La profondeur de la contre-révolution qui a assuré au capitalisme mondial une longue période d’absence du prolétariat de la scène historique, n’est cependant pas en mesure de lui éviter la maturation croissante de contradictions internes qui tôt ou tard remettront au premier plan l’alternative cruciale: guerre générale entre Etats capitalistes ou révolution communiste internationale.

Pourquoi parlons nous de contre-révolution, alors que depuis des décennies les classes dominantes bourgeoises ne sont plus menacées, dans aucun pays par la révolution prolétarienne?

Parce que pour se maintenir comme classe dominante et conserver le pouvoir politique qui lui permet de s’approprier de la richesse sociale, la bourgeoisie est sans cesse contrainte d’accroître son exploitation économique et son oppression politique et sociale sur le prolétariat de tous les pays, ultra- ou sous-développés et la majorité des populations du monde. Au long de son de l’histoire, la bourgeoisie a fait l’expérience de la capacité du prolétariat, sans doute en de rares moments, mais ô combien signifiants, à pouvoir la chasser du pouvoir: voir la vague révolutionnaire née de l’octobre 17, sans remonter à la Commune de 1871. Cela l’a conduit à agir, avec une sorte de spontanéité, sur la ligne de l’invariance contre-révolutionnaire. Sa conscience de classe lu dit qu’il y a ou qu’il y aura une menace pour son pouvoir, menace représentée non par les petits-bourgeois ou les paysans, mais par la classe prolétarienne.

Mais aujourd’hui, le prolétariat représente-t-il vraiment une menace pour la bourgeoisie? Dans quel pays?

Malheureusement, dans aucun pays le prolétariat représente aujourd’hui une menace pour le pouvoir de la bourgeoisie. Mais ce n’est pas pour autant que la bourgeoisie dort d’un sommeil tranquille: elle craint ce qui peut lui arriver demain. C’est la raison pour laquelle, conformément au vieil usage selon lequel il vaut mieux prévenir que guérir, et sur la base de son expérience plus que centenaire de domination sociale et politique, la classe dominante met en oeuvre une stratégie que nous pourrions appeler de contre-révolution préventive.

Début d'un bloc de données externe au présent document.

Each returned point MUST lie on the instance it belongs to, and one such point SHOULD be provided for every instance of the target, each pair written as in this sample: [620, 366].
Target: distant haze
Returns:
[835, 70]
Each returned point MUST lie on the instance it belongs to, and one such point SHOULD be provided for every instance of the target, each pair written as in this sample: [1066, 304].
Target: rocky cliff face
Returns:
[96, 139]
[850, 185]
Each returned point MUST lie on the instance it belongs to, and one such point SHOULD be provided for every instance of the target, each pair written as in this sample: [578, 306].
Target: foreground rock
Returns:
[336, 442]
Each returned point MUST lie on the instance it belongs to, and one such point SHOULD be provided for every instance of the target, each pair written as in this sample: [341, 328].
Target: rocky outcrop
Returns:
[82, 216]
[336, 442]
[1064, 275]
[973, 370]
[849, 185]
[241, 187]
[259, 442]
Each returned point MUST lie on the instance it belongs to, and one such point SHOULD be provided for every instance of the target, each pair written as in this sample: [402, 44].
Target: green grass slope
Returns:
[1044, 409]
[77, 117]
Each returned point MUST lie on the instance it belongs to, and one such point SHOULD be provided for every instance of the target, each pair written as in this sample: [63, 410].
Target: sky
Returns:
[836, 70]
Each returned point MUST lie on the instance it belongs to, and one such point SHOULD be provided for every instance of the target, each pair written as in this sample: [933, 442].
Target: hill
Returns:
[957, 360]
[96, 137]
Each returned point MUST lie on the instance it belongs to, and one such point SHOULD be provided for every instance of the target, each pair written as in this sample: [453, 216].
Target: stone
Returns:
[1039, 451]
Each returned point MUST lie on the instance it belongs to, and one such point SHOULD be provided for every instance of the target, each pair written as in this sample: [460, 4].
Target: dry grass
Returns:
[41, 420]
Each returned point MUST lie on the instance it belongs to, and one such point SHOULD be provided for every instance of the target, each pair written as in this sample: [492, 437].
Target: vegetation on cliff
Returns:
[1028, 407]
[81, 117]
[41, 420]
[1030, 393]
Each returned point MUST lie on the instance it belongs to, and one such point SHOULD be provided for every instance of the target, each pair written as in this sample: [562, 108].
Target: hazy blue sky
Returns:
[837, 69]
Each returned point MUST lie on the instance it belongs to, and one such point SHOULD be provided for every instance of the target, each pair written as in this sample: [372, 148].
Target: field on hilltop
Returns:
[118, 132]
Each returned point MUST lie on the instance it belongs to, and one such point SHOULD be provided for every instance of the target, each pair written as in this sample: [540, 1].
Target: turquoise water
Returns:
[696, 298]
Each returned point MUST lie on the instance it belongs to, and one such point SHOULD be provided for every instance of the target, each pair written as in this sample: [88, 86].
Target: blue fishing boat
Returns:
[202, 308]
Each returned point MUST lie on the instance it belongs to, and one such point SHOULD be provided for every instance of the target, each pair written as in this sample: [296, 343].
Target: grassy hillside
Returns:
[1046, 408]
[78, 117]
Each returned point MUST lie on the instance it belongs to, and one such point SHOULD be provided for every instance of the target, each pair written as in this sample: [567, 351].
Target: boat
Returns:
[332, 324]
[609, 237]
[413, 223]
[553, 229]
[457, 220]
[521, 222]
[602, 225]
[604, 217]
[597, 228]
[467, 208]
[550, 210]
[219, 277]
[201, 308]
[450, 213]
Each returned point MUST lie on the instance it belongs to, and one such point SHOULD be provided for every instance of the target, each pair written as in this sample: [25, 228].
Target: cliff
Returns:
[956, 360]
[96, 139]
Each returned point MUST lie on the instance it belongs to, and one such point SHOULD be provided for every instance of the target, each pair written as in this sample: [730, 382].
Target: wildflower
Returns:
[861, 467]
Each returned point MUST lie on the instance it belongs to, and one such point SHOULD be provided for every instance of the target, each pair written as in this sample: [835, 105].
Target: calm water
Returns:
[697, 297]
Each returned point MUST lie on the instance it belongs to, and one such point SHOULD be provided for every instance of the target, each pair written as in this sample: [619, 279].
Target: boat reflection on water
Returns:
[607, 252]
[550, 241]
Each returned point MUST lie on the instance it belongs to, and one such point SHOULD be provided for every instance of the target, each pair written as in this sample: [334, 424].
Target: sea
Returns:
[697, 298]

Plus de soixante ans se sont écoulés depuis la fin de la dernière guerre mondiale; et pendant ces soixante ans, il n’y a pas eu à l’échelle mondiale d’épisode de lutte prolétarienne qui ait sérieusement inquiété la bourgeoisie internationale.

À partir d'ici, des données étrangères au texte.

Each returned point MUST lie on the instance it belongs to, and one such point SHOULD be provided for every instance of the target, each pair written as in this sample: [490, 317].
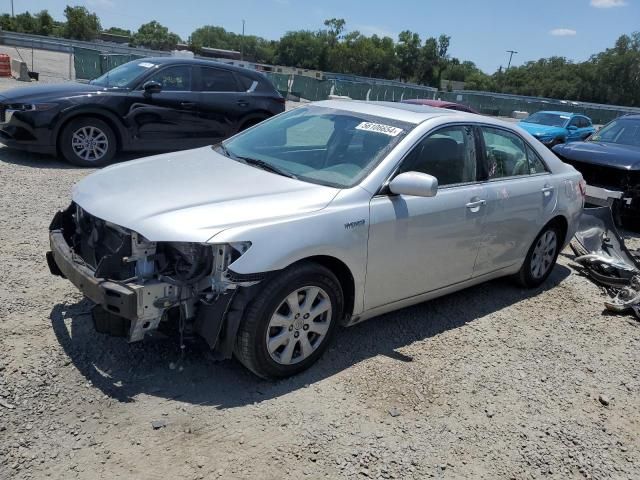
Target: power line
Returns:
[511, 53]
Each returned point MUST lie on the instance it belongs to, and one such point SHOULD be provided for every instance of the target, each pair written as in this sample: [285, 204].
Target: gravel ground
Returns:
[490, 382]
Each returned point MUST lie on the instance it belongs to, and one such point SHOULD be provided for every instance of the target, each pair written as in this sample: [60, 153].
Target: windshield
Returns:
[621, 131]
[123, 75]
[549, 119]
[320, 145]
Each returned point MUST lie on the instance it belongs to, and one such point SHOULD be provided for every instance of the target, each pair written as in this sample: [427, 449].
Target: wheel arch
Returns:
[561, 222]
[345, 277]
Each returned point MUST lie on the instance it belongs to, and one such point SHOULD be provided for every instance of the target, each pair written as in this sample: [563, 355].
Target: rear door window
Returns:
[218, 80]
[176, 78]
[449, 154]
[505, 153]
[536, 165]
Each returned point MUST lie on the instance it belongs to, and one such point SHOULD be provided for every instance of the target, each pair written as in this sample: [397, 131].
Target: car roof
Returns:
[429, 102]
[199, 61]
[557, 112]
[405, 112]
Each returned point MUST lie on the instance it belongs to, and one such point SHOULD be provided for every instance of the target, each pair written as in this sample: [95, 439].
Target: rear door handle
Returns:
[475, 204]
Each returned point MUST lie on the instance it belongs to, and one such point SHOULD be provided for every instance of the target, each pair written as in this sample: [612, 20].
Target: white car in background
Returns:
[323, 216]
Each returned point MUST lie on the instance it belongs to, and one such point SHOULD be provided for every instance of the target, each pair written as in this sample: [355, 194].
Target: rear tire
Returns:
[290, 322]
[88, 142]
[541, 257]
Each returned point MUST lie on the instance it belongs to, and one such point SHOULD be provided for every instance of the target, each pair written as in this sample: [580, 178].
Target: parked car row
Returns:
[264, 242]
[609, 159]
[154, 104]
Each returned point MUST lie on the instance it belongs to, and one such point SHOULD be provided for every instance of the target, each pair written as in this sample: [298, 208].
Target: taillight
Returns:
[583, 187]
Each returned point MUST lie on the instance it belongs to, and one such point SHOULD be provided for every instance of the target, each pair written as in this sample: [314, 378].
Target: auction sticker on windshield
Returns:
[380, 128]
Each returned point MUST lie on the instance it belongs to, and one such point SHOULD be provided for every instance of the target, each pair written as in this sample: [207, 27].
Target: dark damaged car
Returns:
[153, 104]
[610, 163]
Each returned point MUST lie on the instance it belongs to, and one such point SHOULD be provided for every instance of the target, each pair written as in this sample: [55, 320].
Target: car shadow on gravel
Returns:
[37, 160]
[157, 367]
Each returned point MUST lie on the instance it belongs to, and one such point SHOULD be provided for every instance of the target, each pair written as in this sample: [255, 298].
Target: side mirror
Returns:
[414, 183]
[151, 87]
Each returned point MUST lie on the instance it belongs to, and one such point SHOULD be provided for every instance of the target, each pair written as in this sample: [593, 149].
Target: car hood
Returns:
[626, 157]
[192, 195]
[541, 130]
[48, 92]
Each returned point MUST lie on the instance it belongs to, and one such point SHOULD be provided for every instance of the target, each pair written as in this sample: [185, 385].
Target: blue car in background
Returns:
[553, 128]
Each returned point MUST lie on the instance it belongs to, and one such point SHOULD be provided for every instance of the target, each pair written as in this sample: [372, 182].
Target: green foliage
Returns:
[118, 31]
[255, 48]
[155, 36]
[81, 24]
[303, 49]
[612, 76]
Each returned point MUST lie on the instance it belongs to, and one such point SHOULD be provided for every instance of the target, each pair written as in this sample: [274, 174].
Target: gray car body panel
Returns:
[396, 259]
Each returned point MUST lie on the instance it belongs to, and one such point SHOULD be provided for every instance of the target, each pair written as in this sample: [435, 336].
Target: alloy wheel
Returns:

Après avoir, dans les pays fascistes comme dans les pays démocratiques, été lié à la défense des intérêts nationaux par le truchement des forces opportunistes de type stalinien ou autre, le prolétariat des pays capitalistes développés a été en conséquence pratiquement éliminé de la scène politique. La lutte prolétarienne contre la bourgeoisie a été rabaissée au niveau de la survie quotidienne, niveau où prime toujours les forces de l’interclassisme, de l’opportunisme, de la collaboration entre les classes. Dans ces pays la corruption bourgeoise n’a plus touché, comme à l’époque de Marx et d’Engels, une mince couche d’aristocratie ouvrière, mais des secteurs beaucoup plus vastes du prolétariat.

 Cette corruption, lymphe vitale de toutes les forces de l’opportunisme, a consisté à la distribution aux travailleurs salariés de quelques «garanties» en termes d’emplois, de salaires, de «sécurité sociale», de retraites, d’indemnités diverses; cette innovation, introduite par les régimes fascistes, a été reprise et généralisée par les régimes démocratiques.

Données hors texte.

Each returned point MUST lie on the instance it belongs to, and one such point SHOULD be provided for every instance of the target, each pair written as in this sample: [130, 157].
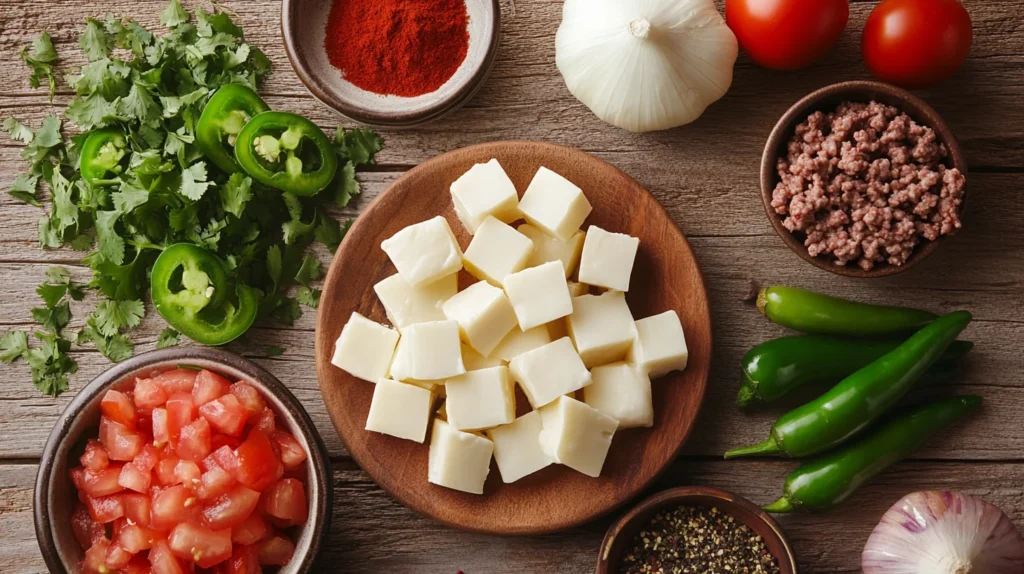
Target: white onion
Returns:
[943, 533]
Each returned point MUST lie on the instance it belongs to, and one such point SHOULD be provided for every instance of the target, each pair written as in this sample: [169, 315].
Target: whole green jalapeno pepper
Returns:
[814, 312]
[821, 483]
[861, 398]
[776, 367]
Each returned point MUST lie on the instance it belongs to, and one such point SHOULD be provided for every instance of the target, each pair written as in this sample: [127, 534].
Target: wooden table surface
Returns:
[706, 174]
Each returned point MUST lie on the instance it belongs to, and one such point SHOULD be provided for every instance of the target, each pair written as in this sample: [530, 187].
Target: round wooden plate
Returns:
[665, 276]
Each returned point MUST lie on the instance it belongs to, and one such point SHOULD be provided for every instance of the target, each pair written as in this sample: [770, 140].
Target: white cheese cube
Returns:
[607, 259]
[406, 304]
[518, 342]
[484, 190]
[425, 252]
[475, 361]
[480, 399]
[554, 205]
[427, 352]
[621, 391]
[496, 251]
[517, 447]
[660, 345]
[549, 371]
[484, 315]
[577, 435]
[539, 295]
[365, 348]
[457, 459]
[547, 248]
[601, 327]
[400, 410]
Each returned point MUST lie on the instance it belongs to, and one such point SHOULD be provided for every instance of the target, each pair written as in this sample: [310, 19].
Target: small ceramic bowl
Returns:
[826, 99]
[620, 536]
[55, 495]
[303, 24]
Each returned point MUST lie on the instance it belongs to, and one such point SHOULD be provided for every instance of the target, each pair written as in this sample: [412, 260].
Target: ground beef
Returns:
[866, 183]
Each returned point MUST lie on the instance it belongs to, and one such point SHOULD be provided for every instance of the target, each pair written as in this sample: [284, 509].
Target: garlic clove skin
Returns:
[645, 64]
[943, 533]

Mais comme l’indique le marxisme, les concessions accordées par la bourgeoisie ne sont pas seulement le résultat des luttes économiques que mènent les prolétaires regroupés en organisations syndicales; elles sont aussi le fruit de l’exploitation bestiale des populations coloniales, de la domination des monopoles des économies développées, de l’augmentation vertigineux du militarisme qui permet aux pays les plus forts de spolier les pays plus faibles; en un mot de l’impérialisme croissant des pays capitalistes.

Le développement des conditions économiques, sociales et politiques du capitalisme a produit dans la première période du siècle dernier un processus de maturation des contradictions qui s’est croisé avec le développement des forces prolétariennes sur le plan des luttes de défense immédiates comme sur le plan de la lutte politique révolutionnaire pour la conquête du pouvoir. L’apogée en a été le triomphe bolchevique lors de l’Octobre 1917, la fondation de l’Internationale communiste, véritable parti communiste mondial, la victoire dans la terrible guerre civile au cours de laquelle toutes les puissances impérialistes, alliées à la réaction tsariste tentèrent en vain de restaurer le pouvoir de la bourgeoisie russe. L’établissement du pouvoir prolétarien en Russie constituait le premier pas de la révolution européenne et mondiale.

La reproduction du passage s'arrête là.